|
|
■ 銀河中心領域の38ミクロン中間赤外線観測
我々の太陽系は天の川銀河の中にあり、その中心は太陽系からおおよそ2.4万光年離れた
場所にあります。ここには巨大なブラックホールがあり、それに向かって伸びる
うずまき状の腕やリング構造など、非常に複雑かつ興味深い現象が存在します。
しかし中心付近は深い塵に覆われており、また中心のごく僅かの領域を除けば
温度が低いため、普通の可視光ではまったく見ることができません。
我々はminiTAO 1.0m望遠鏡に搭載した中間赤外線カメラMAX38を用いることで、
天の川銀河中心領域の38ミクロン中間赤外線の画像を
撮影することに成功しました。
|
|
天の川銀河中心領域の38ミクロン中間赤外線画像 (右側は左の画像にコントアを重ねたもの)
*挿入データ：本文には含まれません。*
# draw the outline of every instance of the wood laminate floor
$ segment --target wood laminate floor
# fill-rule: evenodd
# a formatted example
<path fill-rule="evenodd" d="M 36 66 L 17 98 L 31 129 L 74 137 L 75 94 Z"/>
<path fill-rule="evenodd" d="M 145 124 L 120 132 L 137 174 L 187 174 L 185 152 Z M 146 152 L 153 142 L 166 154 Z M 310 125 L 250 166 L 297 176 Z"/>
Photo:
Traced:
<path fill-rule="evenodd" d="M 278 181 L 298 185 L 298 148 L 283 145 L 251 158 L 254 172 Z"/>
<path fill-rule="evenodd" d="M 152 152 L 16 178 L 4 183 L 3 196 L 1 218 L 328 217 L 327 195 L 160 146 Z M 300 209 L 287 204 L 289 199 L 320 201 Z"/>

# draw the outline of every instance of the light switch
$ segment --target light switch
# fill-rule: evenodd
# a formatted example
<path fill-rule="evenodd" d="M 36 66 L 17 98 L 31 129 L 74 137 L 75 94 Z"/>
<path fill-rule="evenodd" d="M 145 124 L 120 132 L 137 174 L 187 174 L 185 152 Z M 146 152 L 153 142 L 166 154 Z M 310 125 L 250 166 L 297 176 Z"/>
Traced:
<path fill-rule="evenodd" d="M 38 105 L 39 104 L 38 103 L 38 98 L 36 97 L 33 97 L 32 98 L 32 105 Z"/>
天体名 | : | 天の川銀河中心 銀河中心星団領域
| 天体までの距離 | : | およそ2.4万光年
| 画角 | : | 40秒角 x 80秒角 (1秒角=1/3600度)
| 撮影日 | : | 2009年11月11日(チリ時間)
|
|
|
可視光で見た天の川の全天写真と今回の観測天体の位置
|
画像で一番明るい部分には
「いて座A*(エースター)」と呼ばれる超大質量ブラックホールが
存在します。その質量は太陽の200-300万倍だと推定されています。
そこから北側(画像の上側)に向かってフィラメント状の構造が
画面の端までつながって見えています。
これはミニスパイラルと呼ばれる腕構造で、ブラックホールに向かう質量の流れ
ではないかと推測されます。中心付近を除くとこのような流れは非常に低温に
なっているため、波長30ミクロンの中間赤外線でしか長く伸びた構造は見られません。
(18ミクロンの画像と比較した下の図を参照)。
画面端部分での温度は-170度かそれ以下であろうと推測できます。
中心の左側(東に相当)には同様の腕構造がもう一つ見られます。
東側の腕が暗く見えるのは、北側よりも質量が小さいためではないかと
考えられます。
中心の南西方向(画面右下)に見えているのは、超巨大質量ブラックホール
を中心に回っているリング構造の一部分です。この部分だけが見える原因としては
密度が大きい、あるいは温度が少し高い、などが考えられますが、詳細は
分かっていません。
|
|
より温度が高い部分を見る18.8ミクロン画像(右)と37ミクロン画像(左)の比較。ともにminiTAO1m望遠鏡+MAX38カメラで撮影。